US oil refineries reported they were processing 13,853,000 barrels of crude per day during the week ending October 2nd, 184,000 more barrels per day than the amount of oil they used during the prior week, while over the same period the EIA’s surveys indicated that a net total of 92,000 barrels of oil per day were being pulled out of the supplies of oil stored in the US….so based on that reported & estimated data, this week’s crude oil figures from the EIA appear to indicate that our total working supply of oil from net imports, from storage, and from oilfield production was 312,000 barrels per day more than what our oil refineries reported they used during the week…to account for that disparity between the apparent supply of oil and the apparent disposition of it, the EIA just inserted a (-312,000) barrel per day figure onto line 13 of the weekly U.S. Petroleum Balance Sheet to make the reported data for the average daily supply of oil and the data for the average daily consumption of it balance out, essentially a fudge factor that they label in their footnotes as “unaccounted for crude oil”, thus suggesting that there must be an error or errors of that magnitude in the oil supply & demand figures we have just transcribed…moreover, since last week’s fudge factor was +819,000 barrels per day, indicating a week over week difference of 1,131,000 barrels per day in the line 13 balance sheet adjustment, the difference between those errors means any week over week comparisons of oil supply and demand figures reported here are nonsense…however, since most everyone treats these weekly EIA figures as gospel and since these numbers often drive oil pricing and hence decisions to drill or complete wells, we’ll continue to report them as published, just as they’re watched & believed to be accurate by most everyone in the industry…(for more on how this weekly oil data is gathered, and the possible reasons for that “unaccounted for” oil, see this EIA explainer)….

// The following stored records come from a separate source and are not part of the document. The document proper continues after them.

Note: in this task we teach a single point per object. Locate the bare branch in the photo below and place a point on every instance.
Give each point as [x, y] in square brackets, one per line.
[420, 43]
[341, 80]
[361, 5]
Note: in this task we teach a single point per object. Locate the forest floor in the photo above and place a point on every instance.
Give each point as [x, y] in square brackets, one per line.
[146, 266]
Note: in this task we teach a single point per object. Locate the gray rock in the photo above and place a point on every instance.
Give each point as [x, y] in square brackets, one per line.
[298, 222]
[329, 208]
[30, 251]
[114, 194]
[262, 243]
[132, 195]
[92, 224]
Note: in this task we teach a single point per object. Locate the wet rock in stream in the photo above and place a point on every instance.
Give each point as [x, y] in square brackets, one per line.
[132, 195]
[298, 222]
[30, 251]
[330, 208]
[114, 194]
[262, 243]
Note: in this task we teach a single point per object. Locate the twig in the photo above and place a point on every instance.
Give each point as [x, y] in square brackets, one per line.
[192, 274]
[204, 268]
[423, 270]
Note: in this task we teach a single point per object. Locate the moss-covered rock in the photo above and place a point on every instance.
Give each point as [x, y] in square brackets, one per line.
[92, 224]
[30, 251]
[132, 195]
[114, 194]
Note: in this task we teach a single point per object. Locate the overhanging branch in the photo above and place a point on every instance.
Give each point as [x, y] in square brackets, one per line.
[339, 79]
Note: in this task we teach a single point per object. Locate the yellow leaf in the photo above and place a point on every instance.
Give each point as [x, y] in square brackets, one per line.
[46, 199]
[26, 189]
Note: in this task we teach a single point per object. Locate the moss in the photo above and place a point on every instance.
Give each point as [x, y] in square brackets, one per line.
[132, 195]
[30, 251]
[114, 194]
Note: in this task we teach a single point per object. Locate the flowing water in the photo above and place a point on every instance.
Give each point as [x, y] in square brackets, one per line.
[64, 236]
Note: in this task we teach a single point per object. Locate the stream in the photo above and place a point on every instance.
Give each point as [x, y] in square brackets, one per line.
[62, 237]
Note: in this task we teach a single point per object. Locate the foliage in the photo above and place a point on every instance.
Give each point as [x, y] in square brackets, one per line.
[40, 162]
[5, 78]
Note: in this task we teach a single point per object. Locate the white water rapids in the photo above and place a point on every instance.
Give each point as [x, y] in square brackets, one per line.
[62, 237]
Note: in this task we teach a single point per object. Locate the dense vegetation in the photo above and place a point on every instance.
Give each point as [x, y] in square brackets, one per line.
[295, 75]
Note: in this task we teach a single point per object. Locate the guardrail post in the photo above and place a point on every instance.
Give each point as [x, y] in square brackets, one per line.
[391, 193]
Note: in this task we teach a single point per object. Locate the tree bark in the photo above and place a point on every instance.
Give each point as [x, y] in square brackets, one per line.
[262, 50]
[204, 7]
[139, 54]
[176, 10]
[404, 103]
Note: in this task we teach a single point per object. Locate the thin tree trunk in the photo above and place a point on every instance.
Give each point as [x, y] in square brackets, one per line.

Further details from the weekly Petroleum Status Report (pdf) indicate that the 4 week average of our oil imports rose to an average of 5,258,000 barrels per day last week, which was still 18.9% less than the 6,486,000 barrel per day average that we were importing over the same four-week period last year….the 92,000 barrel per day net withdrawal from our total crude inventories was as 72,000 barrels per day were being added to our commercially available stocks of crude oil and 164,000 barrels per day were being withdrawn from the oil supplies in our Strategic Petroleum Reserve, space in which is now being leased for commercial use, and hence the recent SPR additions and withdrawals should really be included in our commercial supplies….this week’s crude oil production was reported to be 300,000 barrels per day higher at 11,000,000 barrels per day because the rounded estimate of the output from wells in the lower 48 states rose by 200,000 barrels per day to 10,500,000 barrels per day, and because a 16,000 barrels per day increase to 459,000 barrels per day in Alaska’s oil production added another 100,000 barrels per day to the rounded national total (EIA math)….last year’s US crude oil production for the week ending October 4th was rounded to 12,600,000 barrels per day, so this reporting week’s rounded oil production figure was 12.7% below that of a year ago, yet still 30.5% more than the interim low of 8,428,000 barrels per day that US oil production fell to during the last week of June of 2016…
Meanwhile, US oil refineries were operating at 77.1% of their capacity while using 13,853,000 barrels of crude per day during the week ending October 2nd, up from 75.8% of capacity during the prior week, but excluding the 2005 and 2008 hurricane-related refinery interruptions, still one of the lowest refinery utilization rates of the last thirty years…hence, the 13,853,000 barrels per day of oil that were refined this week were 11.5% fewer barrels than the 15,656,000 barrels of crude that were being processed daily during the week ending October 4th of last year, when US refineries were operating at 85.7% of capacity….
wWh the increase in the amount of oil being refined, gasoline output from our refineries was much higher, increasing by 630,000 barrels per day to 9,522,000 barrels per day during the week ending October 2nd, after our refineries’ gasoline output had decreased by 423,000 barrels per day over the prior week (when refinery throughput had increased by 300,000 barrels per day)…but since our gasoline production is still recovering from a multi-year low in the wake of this Spring’s covid lockdown, this week’s gasoline output was still 5.1% less than the 10,081,000 barrels of gasoline that were being produced daily over the same week of last year….at the same time, our refineries’ production of distillate fuels (diesel fuel and heat oil) increased by 174,000 barrels per day to 4,532,000 barrels per day, after our distillates output had decreased by 112,000 barrels per day to a three year low of 4,358,000 barrels per day over the prior week…even after this week’s increase in distillates output, our distillates’ production was 6.3% less than the 4,835,000 barrels of distillates per day that were being produced during the week ending October 4th, 2019….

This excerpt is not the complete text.